I'm considering the following definition of one-way functions:
Let $f : \{0,1\}^k \rightarrow \{0,1\}^k$ and $b : \{0,1\}^k \rightarrow \{0,1\}$ be computable in poly($k$) time. We say that $f$ is a one-way function with hard-core bit $b$ if, for all polynomial-time randomized algorithms $A$ and all constants $c$, $$\underset{x\in\{0,1\}^k}{\mathbb{E}}\Big[\mathbb{P}[A(f(x))=b(x)]\Big]=\frac{1}{2}+o(k^{-c})$$
Note that $A(f(x))=b(x)$ is an event, not because $x$ is random but because $A$ is a randomized algorithm.
Now suppose $f$ isn't a one-way function, then this expectation will be noticeably different from $1/2$. But for any particular $x$ the probability might still be close to $1/2$. Indeed the probability could be exactly $1/2$ (or even 0) for a large fraction of the $x$, provided for the remaining $x$ $f(x)$ can be inverted with sufficient accuracy to make the expectation noticeably different from $1/2$ again.
So what do I do if I'm presented with such an $f(x)$? The fact that many other $f(x)$ can easily be inverted seems of little consolation then. I don't see any way to invert $f$ then. In particular in connection with pseudorandom number generators I'm reading statements like
We will show that if any tester $A$ can tell the difference between $g(x) = (f(x),\,b(x))$ and a random string, then we can use $A$ to "break" our one-way function, and calculate $b(x)$ from $f(x)$ with $1/\text{poly}(k)$ probability.

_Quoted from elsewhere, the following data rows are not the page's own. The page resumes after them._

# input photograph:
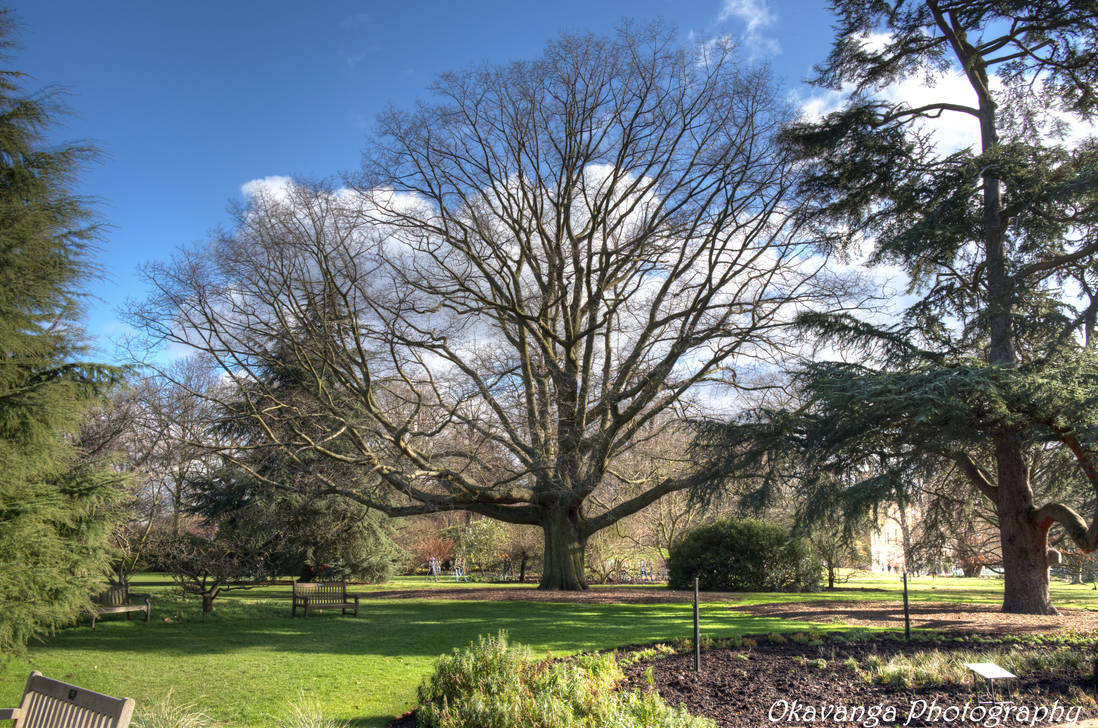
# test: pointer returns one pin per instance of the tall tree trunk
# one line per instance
(564, 551)
(1024, 541)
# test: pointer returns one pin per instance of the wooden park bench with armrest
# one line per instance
(53, 704)
(323, 595)
(116, 600)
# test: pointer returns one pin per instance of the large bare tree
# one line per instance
(534, 269)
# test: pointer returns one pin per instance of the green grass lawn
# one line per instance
(249, 659)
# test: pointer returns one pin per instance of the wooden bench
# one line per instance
(53, 704)
(323, 595)
(116, 600)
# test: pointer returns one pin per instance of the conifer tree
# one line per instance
(54, 503)
(990, 368)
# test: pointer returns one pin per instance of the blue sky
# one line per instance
(189, 101)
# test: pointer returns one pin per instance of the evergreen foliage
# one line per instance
(493, 684)
(994, 364)
(55, 512)
(743, 556)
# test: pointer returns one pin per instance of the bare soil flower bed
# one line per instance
(771, 684)
(931, 615)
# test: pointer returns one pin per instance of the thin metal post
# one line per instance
(697, 633)
(907, 611)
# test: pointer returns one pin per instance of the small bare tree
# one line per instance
(533, 269)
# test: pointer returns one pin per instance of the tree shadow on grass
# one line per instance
(415, 628)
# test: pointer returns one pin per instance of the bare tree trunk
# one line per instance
(564, 550)
(1024, 541)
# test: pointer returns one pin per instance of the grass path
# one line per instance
(249, 659)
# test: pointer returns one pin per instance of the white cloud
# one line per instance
(275, 187)
(757, 18)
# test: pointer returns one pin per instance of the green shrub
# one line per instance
(743, 556)
(491, 684)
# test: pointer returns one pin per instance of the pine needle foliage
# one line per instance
(54, 504)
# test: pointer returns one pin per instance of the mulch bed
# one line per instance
(773, 684)
(739, 687)
(931, 615)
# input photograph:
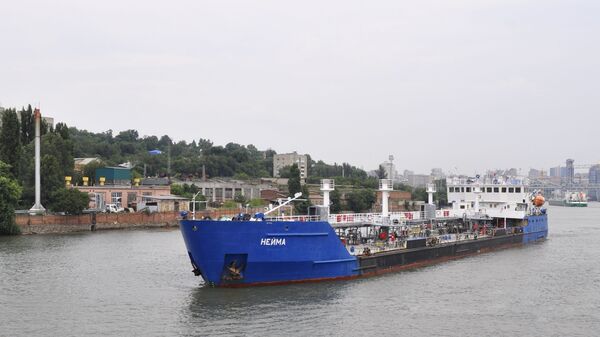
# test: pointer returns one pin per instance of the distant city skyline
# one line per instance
(461, 85)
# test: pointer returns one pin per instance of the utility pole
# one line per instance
(391, 158)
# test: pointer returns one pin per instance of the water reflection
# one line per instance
(216, 311)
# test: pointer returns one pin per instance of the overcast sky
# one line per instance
(463, 85)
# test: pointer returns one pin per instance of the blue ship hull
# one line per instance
(243, 253)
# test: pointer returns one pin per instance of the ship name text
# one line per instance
(272, 242)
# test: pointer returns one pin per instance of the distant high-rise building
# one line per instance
(570, 172)
(533, 173)
(288, 159)
(594, 174)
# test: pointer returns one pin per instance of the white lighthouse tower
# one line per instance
(37, 207)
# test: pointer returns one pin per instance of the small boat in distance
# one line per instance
(266, 249)
(568, 199)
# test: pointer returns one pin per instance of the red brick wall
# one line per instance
(76, 223)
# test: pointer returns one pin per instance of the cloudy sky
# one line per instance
(459, 84)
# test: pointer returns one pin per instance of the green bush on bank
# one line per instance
(10, 192)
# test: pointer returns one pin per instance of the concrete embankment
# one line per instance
(45, 224)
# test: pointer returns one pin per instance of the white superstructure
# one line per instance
(496, 197)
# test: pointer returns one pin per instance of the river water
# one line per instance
(139, 283)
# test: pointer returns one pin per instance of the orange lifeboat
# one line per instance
(539, 201)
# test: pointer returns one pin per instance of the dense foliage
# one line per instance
(177, 159)
(9, 196)
(154, 156)
(17, 149)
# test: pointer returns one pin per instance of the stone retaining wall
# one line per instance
(42, 224)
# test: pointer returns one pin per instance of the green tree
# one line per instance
(52, 177)
(294, 185)
(381, 174)
(10, 193)
(89, 170)
(27, 125)
(240, 198)
(70, 201)
(10, 141)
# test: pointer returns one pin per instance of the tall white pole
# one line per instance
(385, 197)
(37, 207)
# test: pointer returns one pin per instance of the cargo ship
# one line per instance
(568, 199)
(270, 249)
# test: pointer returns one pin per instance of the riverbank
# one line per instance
(51, 224)
(47, 224)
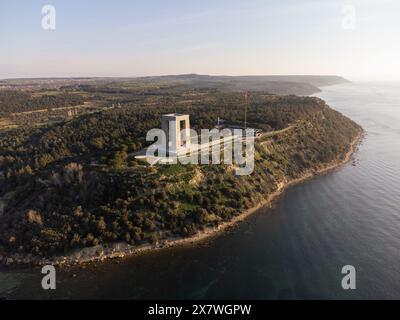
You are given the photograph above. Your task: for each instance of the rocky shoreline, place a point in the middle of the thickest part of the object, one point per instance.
(121, 250)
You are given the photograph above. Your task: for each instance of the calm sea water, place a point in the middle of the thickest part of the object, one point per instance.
(295, 250)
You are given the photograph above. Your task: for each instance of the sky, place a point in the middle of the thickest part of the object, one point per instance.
(357, 39)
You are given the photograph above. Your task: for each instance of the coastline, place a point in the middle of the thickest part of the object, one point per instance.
(122, 250)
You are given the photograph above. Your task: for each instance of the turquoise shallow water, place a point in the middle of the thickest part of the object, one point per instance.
(295, 250)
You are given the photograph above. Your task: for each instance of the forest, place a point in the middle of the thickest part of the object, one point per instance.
(72, 184)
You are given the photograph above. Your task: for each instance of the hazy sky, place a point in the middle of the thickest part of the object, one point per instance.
(151, 37)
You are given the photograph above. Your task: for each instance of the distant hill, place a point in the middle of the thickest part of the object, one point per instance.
(281, 85)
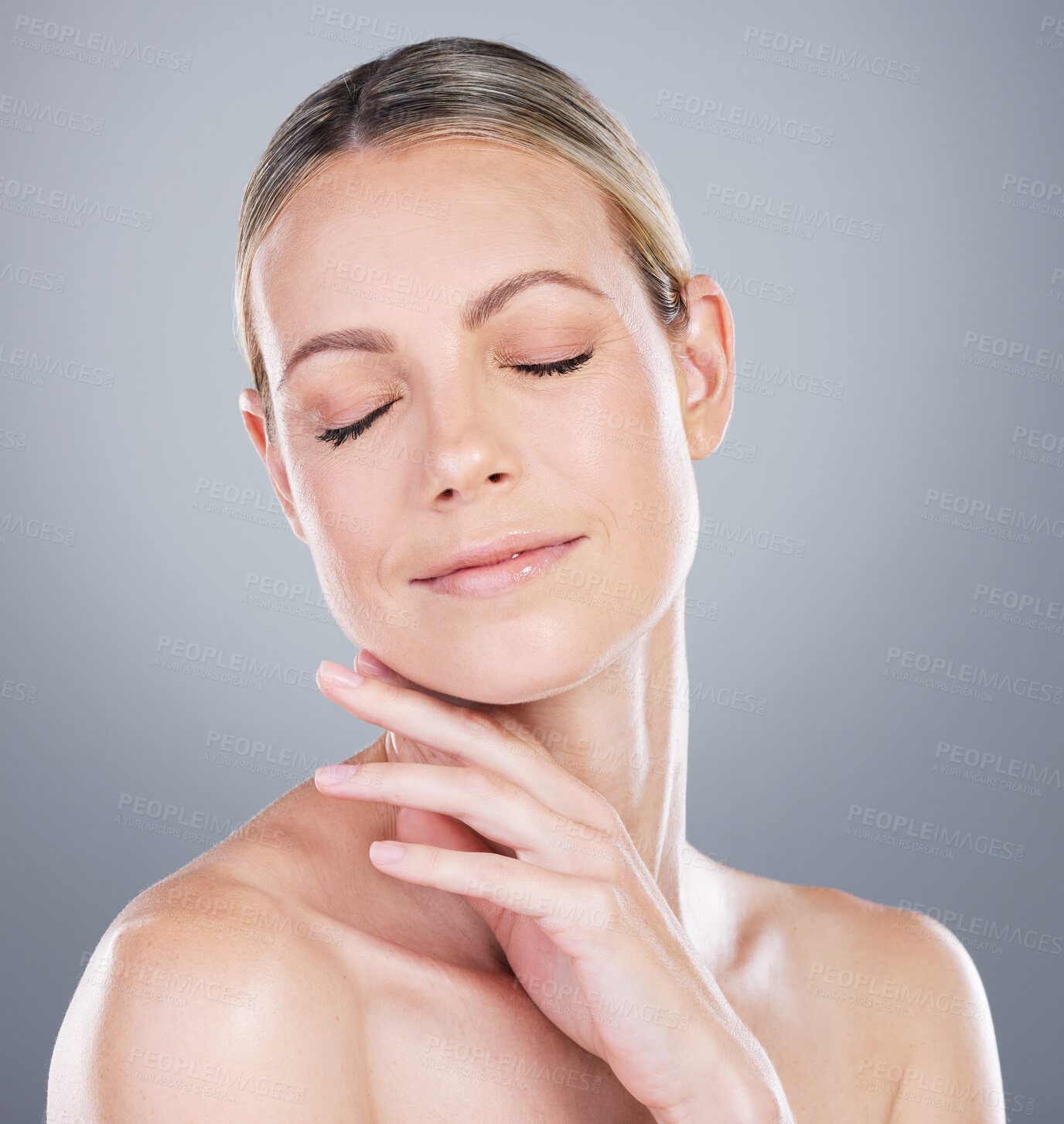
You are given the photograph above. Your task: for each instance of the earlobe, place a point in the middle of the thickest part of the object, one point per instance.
(706, 369)
(255, 423)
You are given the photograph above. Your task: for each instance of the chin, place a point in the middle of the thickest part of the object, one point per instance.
(510, 662)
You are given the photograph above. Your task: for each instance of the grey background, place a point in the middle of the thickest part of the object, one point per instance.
(125, 458)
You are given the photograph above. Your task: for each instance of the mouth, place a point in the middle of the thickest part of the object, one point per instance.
(498, 567)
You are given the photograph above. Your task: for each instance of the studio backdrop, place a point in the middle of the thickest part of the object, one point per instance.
(875, 615)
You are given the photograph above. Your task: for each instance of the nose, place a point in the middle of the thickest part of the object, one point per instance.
(470, 456)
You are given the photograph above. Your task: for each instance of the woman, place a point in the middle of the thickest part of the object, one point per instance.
(483, 371)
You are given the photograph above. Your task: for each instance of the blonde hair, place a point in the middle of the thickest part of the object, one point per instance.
(456, 87)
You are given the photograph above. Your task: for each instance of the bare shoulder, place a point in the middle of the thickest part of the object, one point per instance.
(887, 997)
(209, 998)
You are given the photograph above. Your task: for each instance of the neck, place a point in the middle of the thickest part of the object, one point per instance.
(624, 732)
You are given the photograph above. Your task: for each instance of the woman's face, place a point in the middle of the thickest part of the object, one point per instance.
(392, 253)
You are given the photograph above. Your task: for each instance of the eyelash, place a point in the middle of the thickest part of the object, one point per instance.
(356, 429)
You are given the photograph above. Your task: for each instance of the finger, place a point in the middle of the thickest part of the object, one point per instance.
(468, 735)
(578, 912)
(484, 801)
(416, 825)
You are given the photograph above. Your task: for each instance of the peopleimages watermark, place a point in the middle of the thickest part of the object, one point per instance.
(55, 39)
(766, 379)
(739, 121)
(39, 203)
(905, 832)
(784, 216)
(238, 669)
(987, 518)
(964, 678)
(1014, 607)
(991, 769)
(26, 364)
(803, 54)
(1037, 446)
(991, 932)
(1014, 357)
(22, 114)
(1026, 193)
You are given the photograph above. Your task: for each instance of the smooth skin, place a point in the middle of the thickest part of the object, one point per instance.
(550, 947)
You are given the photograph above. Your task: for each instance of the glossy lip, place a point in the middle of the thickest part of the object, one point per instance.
(486, 569)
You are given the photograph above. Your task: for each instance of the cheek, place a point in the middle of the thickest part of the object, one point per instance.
(624, 452)
(342, 526)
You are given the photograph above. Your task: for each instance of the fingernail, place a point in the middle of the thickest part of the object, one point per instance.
(329, 672)
(372, 665)
(332, 774)
(387, 851)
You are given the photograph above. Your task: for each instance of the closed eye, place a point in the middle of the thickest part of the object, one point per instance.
(562, 367)
(356, 429)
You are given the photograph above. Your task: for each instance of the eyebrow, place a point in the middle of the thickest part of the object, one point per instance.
(476, 313)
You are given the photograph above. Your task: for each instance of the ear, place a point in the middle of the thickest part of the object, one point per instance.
(706, 367)
(255, 423)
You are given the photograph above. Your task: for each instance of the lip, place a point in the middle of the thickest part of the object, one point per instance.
(484, 569)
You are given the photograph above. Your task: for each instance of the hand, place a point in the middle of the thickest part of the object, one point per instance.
(548, 865)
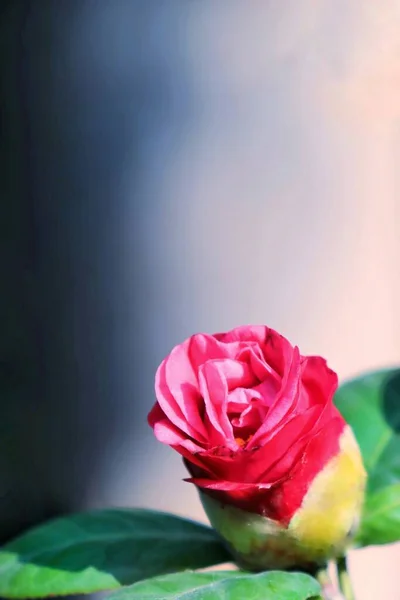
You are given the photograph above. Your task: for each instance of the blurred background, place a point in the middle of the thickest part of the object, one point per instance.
(174, 167)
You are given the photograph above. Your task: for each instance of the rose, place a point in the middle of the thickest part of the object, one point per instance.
(278, 469)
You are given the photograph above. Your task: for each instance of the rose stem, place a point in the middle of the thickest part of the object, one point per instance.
(328, 589)
(344, 578)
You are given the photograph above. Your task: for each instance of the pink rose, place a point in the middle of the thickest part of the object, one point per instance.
(253, 419)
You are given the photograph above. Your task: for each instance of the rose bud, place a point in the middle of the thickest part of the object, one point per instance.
(279, 471)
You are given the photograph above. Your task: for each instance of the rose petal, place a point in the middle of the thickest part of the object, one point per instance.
(181, 380)
(167, 433)
(283, 402)
(213, 379)
(228, 486)
(319, 381)
(170, 406)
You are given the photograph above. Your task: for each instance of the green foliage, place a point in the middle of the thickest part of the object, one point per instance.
(371, 405)
(103, 550)
(223, 585)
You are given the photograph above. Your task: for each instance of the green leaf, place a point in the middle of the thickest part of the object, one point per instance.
(103, 550)
(223, 585)
(381, 518)
(371, 405)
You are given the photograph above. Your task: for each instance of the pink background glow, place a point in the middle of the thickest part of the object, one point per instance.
(278, 203)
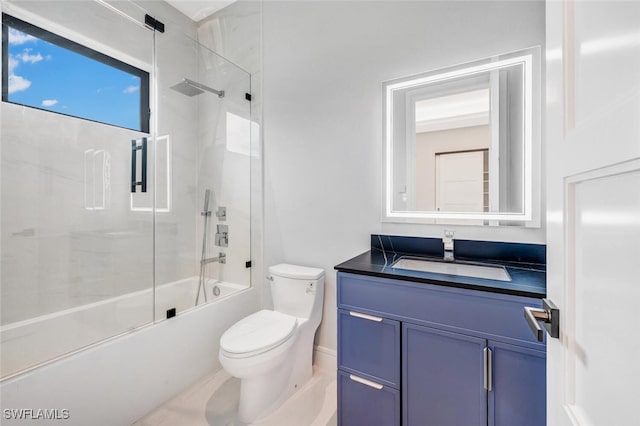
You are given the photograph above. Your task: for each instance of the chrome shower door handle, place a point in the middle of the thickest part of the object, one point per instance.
(549, 315)
(143, 165)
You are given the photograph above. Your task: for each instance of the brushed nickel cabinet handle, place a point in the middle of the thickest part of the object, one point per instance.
(365, 316)
(366, 382)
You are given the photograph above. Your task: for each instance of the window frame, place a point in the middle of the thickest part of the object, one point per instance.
(62, 42)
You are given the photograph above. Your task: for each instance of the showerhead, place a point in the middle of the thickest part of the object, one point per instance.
(192, 88)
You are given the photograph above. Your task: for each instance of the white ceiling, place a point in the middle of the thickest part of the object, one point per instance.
(199, 9)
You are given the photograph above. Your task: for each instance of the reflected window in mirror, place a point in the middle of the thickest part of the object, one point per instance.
(462, 144)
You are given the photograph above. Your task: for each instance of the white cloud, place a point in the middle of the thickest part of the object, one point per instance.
(13, 63)
(17, 83)
(131, 89)
(26, 56)
(18, 37)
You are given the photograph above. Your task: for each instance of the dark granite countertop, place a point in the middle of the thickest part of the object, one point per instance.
(527, 278)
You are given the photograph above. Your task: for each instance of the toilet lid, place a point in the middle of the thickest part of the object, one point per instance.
(258, 332)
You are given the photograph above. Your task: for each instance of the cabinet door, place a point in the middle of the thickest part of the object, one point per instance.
(518, 391)
(443, 378)
(363, 402)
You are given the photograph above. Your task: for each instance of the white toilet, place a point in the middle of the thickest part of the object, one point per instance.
(271, 351)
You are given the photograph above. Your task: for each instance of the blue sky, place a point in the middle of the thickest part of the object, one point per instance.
(50, 77)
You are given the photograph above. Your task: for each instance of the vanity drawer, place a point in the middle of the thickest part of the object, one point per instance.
(369, 346)
(450, 308)
(364, 402)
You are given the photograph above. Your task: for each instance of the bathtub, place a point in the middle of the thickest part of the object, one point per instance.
(29, 343)
(120, 379)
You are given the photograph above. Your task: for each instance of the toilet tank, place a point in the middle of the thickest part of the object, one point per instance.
(297, 290)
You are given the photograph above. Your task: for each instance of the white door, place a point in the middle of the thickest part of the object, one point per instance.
(593, 211)
(460, 181)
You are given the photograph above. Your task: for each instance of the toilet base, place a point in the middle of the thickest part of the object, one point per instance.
(262, 395)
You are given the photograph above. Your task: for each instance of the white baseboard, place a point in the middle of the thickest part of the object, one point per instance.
(325, 358)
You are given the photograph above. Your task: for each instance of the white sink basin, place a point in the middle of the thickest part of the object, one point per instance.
(450, 268)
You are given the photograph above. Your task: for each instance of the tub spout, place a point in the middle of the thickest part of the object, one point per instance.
(222, 258)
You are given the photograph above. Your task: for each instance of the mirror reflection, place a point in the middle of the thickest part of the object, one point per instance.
(458, 143)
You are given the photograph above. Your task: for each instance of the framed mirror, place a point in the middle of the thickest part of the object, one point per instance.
(462, 144)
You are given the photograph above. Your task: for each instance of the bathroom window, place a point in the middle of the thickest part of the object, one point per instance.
(46, 71)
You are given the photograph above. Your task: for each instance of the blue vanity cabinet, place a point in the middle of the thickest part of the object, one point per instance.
(442, 378)
(518, 385)
(369, 370)
(363, 402)
(436, 355)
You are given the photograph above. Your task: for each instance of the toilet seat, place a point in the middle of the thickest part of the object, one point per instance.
(257, 333)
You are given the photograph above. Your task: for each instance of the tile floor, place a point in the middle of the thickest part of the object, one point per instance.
(213, 401)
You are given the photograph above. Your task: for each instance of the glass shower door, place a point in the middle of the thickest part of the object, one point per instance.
(203, 175)
(76, 251)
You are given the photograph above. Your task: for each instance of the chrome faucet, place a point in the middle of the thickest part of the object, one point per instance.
(222, 258)
(447, 241)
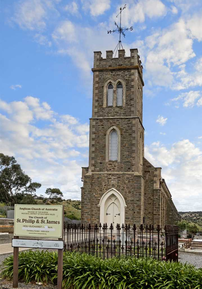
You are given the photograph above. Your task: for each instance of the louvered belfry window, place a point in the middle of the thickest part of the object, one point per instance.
(119, 94)
(110, 95)
(113, 145)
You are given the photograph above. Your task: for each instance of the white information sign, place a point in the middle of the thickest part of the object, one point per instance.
(40, 221)
(42, 244)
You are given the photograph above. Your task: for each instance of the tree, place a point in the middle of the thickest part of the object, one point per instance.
(15, 185)
(55, 195)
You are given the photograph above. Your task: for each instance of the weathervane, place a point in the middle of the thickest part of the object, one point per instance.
(120, 30)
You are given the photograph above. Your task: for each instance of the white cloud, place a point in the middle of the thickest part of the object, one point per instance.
(31, 14)
(72, 8)
(185, 5)
(96, 7)
(42, 39)
(189, 98)
(69, 119)
(15, 86)
(194, 24)
(50, 151)
(168, 49)
(182, 170)
(174, 10)
(65, 32)
(137, 12)
(80, 48)
(161, 120)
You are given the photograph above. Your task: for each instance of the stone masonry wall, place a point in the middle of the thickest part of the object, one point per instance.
(95, 185)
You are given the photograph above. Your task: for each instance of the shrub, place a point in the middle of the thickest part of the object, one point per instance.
(84, 271)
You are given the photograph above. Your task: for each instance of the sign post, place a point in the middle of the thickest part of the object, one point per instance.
(40, 222)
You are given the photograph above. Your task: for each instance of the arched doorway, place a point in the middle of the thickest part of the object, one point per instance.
(112, 208)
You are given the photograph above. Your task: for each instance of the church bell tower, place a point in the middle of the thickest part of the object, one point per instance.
(113, 185)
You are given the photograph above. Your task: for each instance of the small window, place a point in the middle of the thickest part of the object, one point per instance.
(110, 95)
(113, 145)
(119, 94)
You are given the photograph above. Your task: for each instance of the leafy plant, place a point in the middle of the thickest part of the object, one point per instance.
(85, 271)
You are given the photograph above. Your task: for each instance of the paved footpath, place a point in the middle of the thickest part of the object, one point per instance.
(7, 249)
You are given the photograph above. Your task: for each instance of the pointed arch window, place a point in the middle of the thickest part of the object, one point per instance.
(119, 94)
(113, 145)
(110, 94)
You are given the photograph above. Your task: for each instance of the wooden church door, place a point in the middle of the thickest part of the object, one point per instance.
(112, 211)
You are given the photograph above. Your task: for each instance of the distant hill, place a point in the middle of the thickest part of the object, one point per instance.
(195, 217)
(72, 209)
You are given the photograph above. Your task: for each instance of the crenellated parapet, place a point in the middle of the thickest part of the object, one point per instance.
(116, 63)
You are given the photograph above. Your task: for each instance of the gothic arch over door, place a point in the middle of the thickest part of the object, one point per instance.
(112, 208)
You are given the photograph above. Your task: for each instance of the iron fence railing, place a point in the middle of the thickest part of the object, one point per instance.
(109, 241)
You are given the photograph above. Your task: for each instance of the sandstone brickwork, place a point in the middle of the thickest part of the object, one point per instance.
(146, 195)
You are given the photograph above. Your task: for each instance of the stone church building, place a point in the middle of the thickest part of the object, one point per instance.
(120, 185)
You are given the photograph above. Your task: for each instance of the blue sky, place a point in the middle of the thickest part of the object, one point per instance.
(46, 56)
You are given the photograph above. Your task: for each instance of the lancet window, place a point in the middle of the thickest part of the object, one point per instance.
(119, 95)
(113, 145)
(110, 95)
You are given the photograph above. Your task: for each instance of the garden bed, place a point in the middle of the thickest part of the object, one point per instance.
(84, 271)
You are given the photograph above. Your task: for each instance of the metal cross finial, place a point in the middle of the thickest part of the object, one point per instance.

I can read this in two different ways.
- $x$ is random and there's a $1/\text{poly}(k)$ chance of getting an $x$ for which $b(x)$ can be computed from $f(x)$ exactly.
- For every $x$ $b(x)$ can be computed from $f(x)$ with a $1/\text{poly}(k)$ chance of success.
(1) has the problem that the text presents a randomized algorithm to compute $b(x)$ from $f(x).$ It isn't exact.
(2) is false based on the preceding discussion.